The majority report of the joint committee that recently reviewed Canadian foreign policy also included a recommendation that there should be a co-ordination of international labour and social standards. We were disappointed therefore but not surprised that the Liberals who wrote that report did not support our amendment that would have been a step toward the goal that they share.
In debate on our amendment on child labour, the Parliamentary Secretary to the Minister for International Trade said that he agreed with the spirit of our motion and that the government was working with the OECD and the ILO on the question. He did not say, however, that at a recent UN meeting on the upcoming UN conference on social development Canada came down firmly against any attempt to link trade with labour or environmental standards. Shame on the government.
This confirms the dramatic drift of the Liberal Party to the right on trade issues.
The Liberals opposed NAFTA during the election on the grounds that there was no definition of subsidies and that the labour and environmental side agreements were not strong enough. They then proceeded to ratify NAFTA without a definition of subsidy and with the existing weak side agreements.
The Minister for International Trade then talked about the deepening and broadening of NAFTA, even comparing NAFTA to the early days of the European community. Now the Liberals say they are opposed to any linking of labour standards and environmental standards to trade in the WTO. The metamorphosis is complete.
On his recent visit to China and Indonesia, the Prime Minister claimed that the best way to improve the human rights situation in certain developing countries was to engage with them in trade. However, the WTO as it stands without a social clause will allow existing human rights abuses to flourish.
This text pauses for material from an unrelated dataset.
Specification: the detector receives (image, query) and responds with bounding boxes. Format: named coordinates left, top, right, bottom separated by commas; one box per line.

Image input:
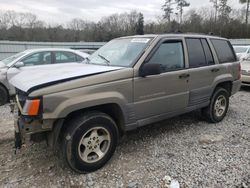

There is nothing in the WTO that prevents countries from allowing child
labour, from using prison labour and conscript labour or from denying workers' rights to form independent trade unions.
China could join the WTO, as it is likely to do, and expect to enjoy the protection of the WTO free trade rules while it continues to allow 10-year old children to work in unsafe factories for virtually nothing. Indonesia could continue to operate an economy where over two million children work in contravention of ILO standards. For the government to deny any link between trade and labour standards makes a mockery of its claim to support human rights through trade.
Furthermore, and in conclusion, the advocates of the liberalization of world markets assumes that as developing countries become more prosperous internal social pressures will be generated from a maturing and self-confident workforce to insist on higher wages and better working conditions as happened in the past. This assumption fails to recognize that the vast pool of unemployed workers in rural sectors in the economies of east and south Asia, for example, not to mention in the former Soviet Union, creates a huge drag on the ability of wages to rise at a reasonable rate.